Demo Video(testing app on iPhone 13 Pro)
This project implements an image captioning model. The model uses a Vision Transformer (ViT) as the encoder and a Transformer decoder as the decoder. It's trained on the COCO2017 dataset. The trained models are then deployed to an iOS app built with SwiftUI. You can test the app by cloning this repository or just try out the model with uplaoded weights.
The image is first processed by a ViT_b_32 model (with the classification layer removed). This outputs a tensor of size (N, 768). This tensor is then reshaped to (N, 32, 768) to be compatible with the CrossMultiHeadAttention block in the decoder. The decoder itself has 44.3 million parameters. It takes an input with a shape of (N, max_length=32) and outputs a tensor with a shape of (N, max_length=32, vocab_size). BERT tokenizer is used for text preprocessing.
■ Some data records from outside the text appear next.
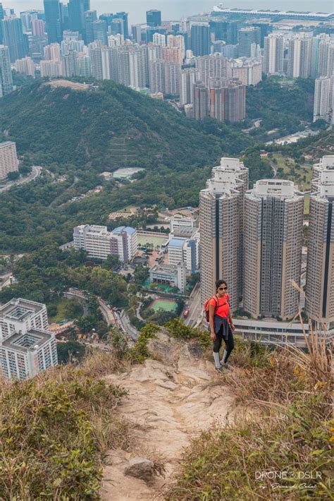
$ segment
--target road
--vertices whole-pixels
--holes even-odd
[[[201,318],[203,310],[199,284],[196,284],[192,292],[188,308],[190,313],[188,318],[185,320],[185,323],[190,327],[194,327]]]
[[[275,179],[277,176],[277,167],[273,162],[269,162],[269,164],[271,167],[271,170],[273,172],[273,179]]]
[[[5,186],[0,188],[0,192],[8,191],[13,186],[19,186],[22,184],[25,184],[25,183],[30,183],[31,181],[34,181],[35,179],[36,179],[39,176],[41,172],[41,167],[39,167],[39,165],[33,165],[32,167],[32,171],[28,176],[26,176],[25,177],[21,177],[18,181],[12,181],[9,183],[7,183]]]
[[[87,299],[86,294],[82,291],[70,289],[64,296],[66,297],[79,297],[82,299]],[[130,336],[131,339],[136,341],[138,339],[139,331],[131,324],[128,315],[122,311],[120,313],[111,310],[106,302],[101,298],[98,298],[101,312],[104,317],[108,325],[114,325],[121,329],[124,334]]]
[[[120,313],[118,313],[116,312],[116,314],[120,324],[120,327],[124,333],[130,336],[134,341],[137,341],[140,332],[135,327],[132,325],[130,321],[130,318],[126,313],[124,311],[122,311]]]

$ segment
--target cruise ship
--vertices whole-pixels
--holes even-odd
[[[328,21],[334,18],[334,13],[297,12],[296,11],[266,11],[247,8],[230,8],[223,4],[214,7],[212,14],[224,16],[242,16],[252,18],[285,18],[285,19],[307,19],[309,20]]]

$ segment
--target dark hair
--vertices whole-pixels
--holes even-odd
[[[225,280],[217,280],[216,282],[216,291],[218,291],[218,288],[221,286],[221,285],[225,285],[226,287],[228,286],[227,283],[225,282]]]

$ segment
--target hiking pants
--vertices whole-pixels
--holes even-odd
[[[223,337],[223,326],[221,326],[221,328],[219,329],[218,332],[216,333],[216,339],[214,341],[214,351],[215,351],[216,353],[219,353],[219,350],[221,348],[221,344],[223,339],[225,342],[225,349],[227,351],[227,354],[225,357],[224,361],[227,362],[228,358],[234,348],[233,333],[230,325],[228,325],[228,336],[227,340],[225,337]]]

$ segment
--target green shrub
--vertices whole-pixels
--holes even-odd
[[[154,324],[147,324],[143,327],[136,344],[131,350],[131,361],[132,363],[142,363],[149,357],[147,341],[156,337],[156,332],[159,330],[159,326]]]
[[[181,472],[167,499],[333,499],[326,408],[321,396],[308,396],[280,409],[271,420],[241,419],[202,432],[185,452]],[[256,472],[263,471],[285,471],[287,478],[256,478]],[[298,478],[306,472],[316,476],[317,471],[321,478]],[[289,487],[273,489],[276,482]],[[304,483],[315,488],[303,487]]]
[[[170,334],[178,339],[189,341],[195,339],[204,349],[208,348],[211,344],[209,332],[200,330],[186,325],[180,318],[174,318],[165,324]]]
[[[125,392],[70,366],[50,374],[3,389],[0,499],[99,499],[105,451],[91,418],[112,423]]]

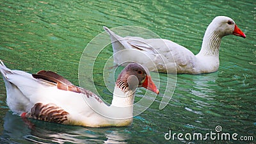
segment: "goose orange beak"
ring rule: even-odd
[[[145,81],[142,83],[142,86],[154,92],[157,95],[159,93],[159,90],[158,90],[158,89],[156,88],[150,76],[146,76],[146,79],[145,79]]]
[[[241,36],[241,37],[243,37],[244,38],[246,37],[246,36],[244,35],[244,33],[243,33],[243,31],[236,26],[236,24],[235,24],[235,29],[234,29],[233,35],[238,36]]]

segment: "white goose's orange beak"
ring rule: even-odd
[[[146,76],[145,81],[142,83],[142,86],[154,92],[157,95],[159,93],[159,90],[156,88],[150,76]]]
[[[234,29],[233,35],[238,36],[241,36],[241,37],[243,37],[244,38],[246,37],[246,36],[244,35],[244,33],[243,33],[243,31],[236,26],[236,24],[235,24],[235,29]]]

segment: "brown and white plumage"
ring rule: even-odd
[[[134,91],[143,86],[159,93],[149,74],[136,63],[121,72],[111,106],[95,94],[51,72],[36,74],[10,70],[0,60],[10,109],[23,118],[86,127],[125,126],[132,122]]]
[[[215,17],[209,25],[200,52],[195,55],[188,49],[168,40],[144,39],[137,36],[122,37],[106,27],[118,65],[134,61],[150,71],[165,73],[191,74],[213,72],[219,68],[219,49],[221,38],[229,35],[245,38],[245,35],[230,18]]]

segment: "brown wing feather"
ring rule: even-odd
[[[90,97],[94,97],[99,102],[102,102],[102,100],[93,93],[84,90],[82,88],[76,86],[72,84],[67,79],[65,79],[62,76],[56,74],[51,71],[41,70],[36,74],[32,74],[32,76],[35,79],[41,79],[47,81],[51,82],[57,86],[60,90],[65,91],[71,91],[76,93],[81,93],[86,95],[88,98]]]
[[[26,116],[45,122],[65,124],[68,121],[68,112],[54,104],[36,103]]]

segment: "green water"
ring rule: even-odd
[[[0,13],[0,59],[9,68],[30,73],[52,70],[77,85],[80,57],[91,40],[103,32],[103,26],[147,28],[194,53],[199,51],[205,30],[217,15],[232,18],[247,36],[225,37],[218,72],[177,76],[168,106],[159,110],[161,97],[157,97],[129,127],[96,129],[32,120],[35,128],[30,129],[9,111],[1,79],[1,143],[255,143],[255,1],[1,1]],[[97,60],[99,67],[100,61],[112,54],[111,45],[106,49]],[[160,79],[166,77],[160,75]],[[100,94],[111,102],[100,72],[93,77]],[[143,90],[139,90],[136,99]],[[216,132],[217,125],[223,132],[251,136],[254,141],[164,139],[169,129],[172,133],[205,134]]]

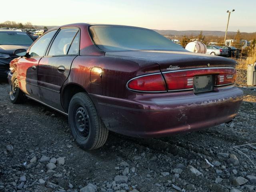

For more details about training the model, loading model with weights and doing inference, please check out this notebook: Google Colab
For details on converting these models into CoreML models and testing them, please refer to the following resources:
Converting two PyTorch models into CoreML models
- Create a folder on your local machine and navigate to it using your terminal.
- Clone this repository using the following command:
git clone https://github.com/seungjun-green/PicScribe.git
- Navigate to the project directory:
cd PicScribe/Pic_Scribe.xcodeproj
- Open the Pic Scribe.xcodeproj file using Xcode.